The variables in this example have a similar distribution to those in example 1, so the NETA1 trained in example 1 can be used directly. The network parameters listed in Table 2 are used in this example. The convergence curve error of NETA2 is shown in Fig. 10, which shows the high training efficiency. The NETC is constructed to approximate the reliability integral domain. The ranges of \([\mu_{x1} \pm 4\delta_{x1} ]\) and \([\mu_{x2} \pm 4\delta_{x2} ]\) are, respectively, divided into 40 parts, two variables cross each other to form the sample points, and the corresponding \(G\left({{x}_{1},x}_{2}\right)\) is calculated. Variable \({x}_{2}\) and \(G\left({{x}_{1},x}_{2}\right)\) are selected as the input variables and \({x}_{1}\) as the output variable. After adjustment, the number of neurons in hidden layer is set as 30, the maximum number of training steps is set as 500. The convergence curve of the training errors is shown in Fig. 11.

Fig. 10
figure 10

Training error curve of NETA2 in example 2

Fig. 11
figure 11

Training error curve of NETC in example 2

Figure 11 shows that the NETC has good training performance under the set network parameters, which ensures the accuracy of the reliability interval domain expressed by NETC. After training NETC, the performance function is set to the limit state \(G\left({{x}_{1},x}_{2}\right)=0\). The NETC is equivalent to a single input variable \({x}_{2}\) and a single output variable \({x}_{1}\), which reflects the functional relationship between the two variables in the limit state. Combining the variable ranges, the reliability integral domain determined is determined by the trained NETC.
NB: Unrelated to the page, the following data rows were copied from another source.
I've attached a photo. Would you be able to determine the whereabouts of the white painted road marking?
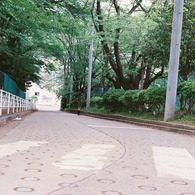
[0,141,48,158]
[52,144,115,171]
[152,146,195,180]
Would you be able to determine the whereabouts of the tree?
[92,0,163,90]
[143,0,195,80]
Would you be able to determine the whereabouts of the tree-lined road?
[0,110,195,195]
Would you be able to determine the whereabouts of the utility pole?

Following the calculation process in Sect. 4.2, we get the reliability result of the example. The reliability is calculated using the same training steps and network parameters by DNN and ODNN methods, respectively. The approximate solutions obtained by improved sequential response surface method (ISRSM) (Kim and Na 1997), doubly weighted moving least squares (DWMLS) method (Li et al. 2012), response surface using downhill simplex algorithm (DSA-RSM) (Su et al. 2019), DNN method, ODNN method, MCS (Li et al. 2012) and the newly proposed MCNN method are compared in Table 4.
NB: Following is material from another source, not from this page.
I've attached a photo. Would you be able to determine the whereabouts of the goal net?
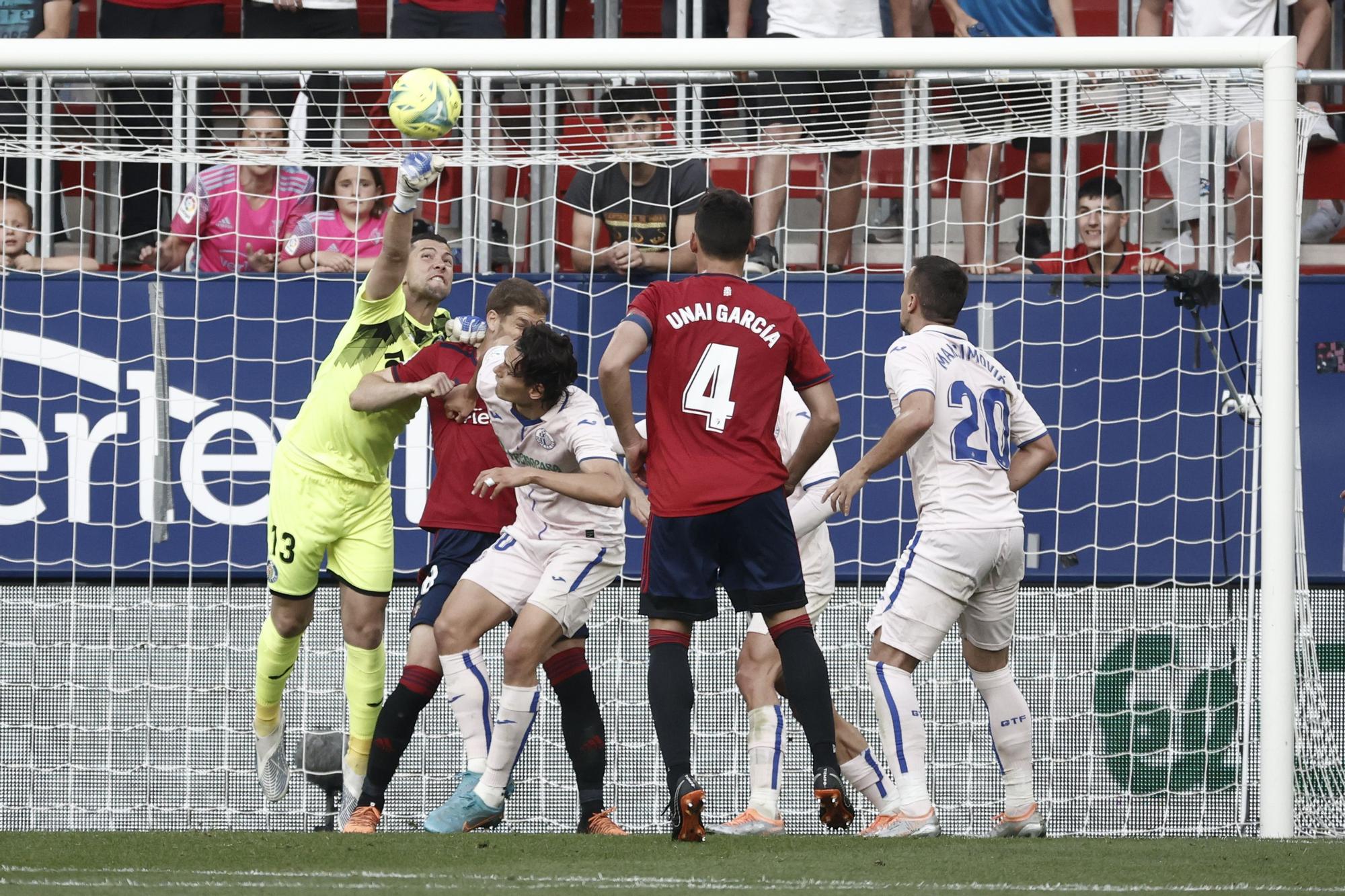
[0,40,1345,836]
Table 4 Reliability calculation results by different methods for Example 2

As shown in Table 4, the proposed method has higher accuracy of reliability calculation than other methods when compared to the MCS result. Only finite training steps show the high efficiency of the newly proposed method.

6 Conclusion

IN this paper, a newly multiple correlation neural network (MCNN) method is developed for the direct integration method of reliability calculation. The computational accuracy and efficiency of the method have been tested by representative examples and compared with some existing methods. The results show that the proposed reliability calculation method has higher accuracy and efficiency, and the computational results are stable at high accuracy. This paper details the proposed ANN-based reliability calculation method, which can be used as a paradigm for many other numerical applications.